Madame la ministre, pour comparer le secret fiscal au secret médical, passez-moi l'expression, il ne faut pas manquer d'air! Avec le secret médical, vous touchez à l'intime. Quand il s'agit du secret fiscal pour les plus riches, vous touchez au coffre-fort, ce que je ne mets pas dans le domaine de l'intime !

Vous avez commis un lapsus révélateur : au lieu de parler de vos prédécesseurs, vous avez parlé de vos successeurs.

M. Gilles Carrez, rapporteur général . Les successeurs répondront la même chose !

M. Jean-Pierre Brard. Mais l'injustice fiscale n'est pas inscrite de toute éternité dans les lois de la République.

Au demeurant, madame la ministre, je sais, moi, ce que vous payez comme impôt.

Mme Valérie Pécresse, ministre. Ah ?

M. Jean-Pierre Brard. Eh oui ! Même si cela vous étonne, je sais ce que vous payez comme impôt quand vous allez acheter une baguette de pain. (Sourires.) Je ne vois pas pourquoi nous ne saurions pas combien Mme Bettencourt paie au total.

M. Jérôme Chartier. Vous savez aussi combien elle paie d'impôt sur sa baguette de pain !

M. Jean-Pierre Brard. D'ailleurs, elle réclame même maintenant, paraît-il, de payer davantage d'impôts, certes sans nous dire si elle n'a pas oublié, dans l'établissement de la liste de son patrimoine, quelque île perdue au fin fond de l'océan Indien, du Pacifique ou ailleurs. Il serait donc légitime que nous le sachions.
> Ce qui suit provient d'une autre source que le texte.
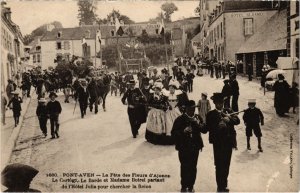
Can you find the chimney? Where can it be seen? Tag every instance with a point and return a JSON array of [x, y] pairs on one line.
[[50, 27], [8, 14]]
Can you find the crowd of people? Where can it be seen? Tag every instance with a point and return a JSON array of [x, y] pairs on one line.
[[161, 101]]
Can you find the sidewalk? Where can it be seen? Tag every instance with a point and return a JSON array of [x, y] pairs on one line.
[[10, 133]]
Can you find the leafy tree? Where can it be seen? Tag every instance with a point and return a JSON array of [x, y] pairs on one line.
[[40, 31], [87, 11], [117, 14], [169, 9]]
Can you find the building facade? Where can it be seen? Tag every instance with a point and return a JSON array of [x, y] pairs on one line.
[[12, 47], [68, 42], [232, 23]]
M. René-Paul Victoria. En tout cas, ce n'est pas à La Réunion !

M. Jean-Pierre Brard. Non, car il y a un volcan ! Elle aime les coins tranquilles... (Sourires.)

Madame la ministre, faire la transparence sur ce sujet relève de la démocratie, et non de la préservation de la vie privée. Quand on possède 15 ou 17 milliards d'euros, ce n'est plus de l'ordre de la vie privée : cela veut dire qu'on a gagné ses sous sur le dos de ceux qui travaillent !

(L'amendement n° 109 est adopté.)

M. le président. En conséquence, l'article 3 bis H est supprimé.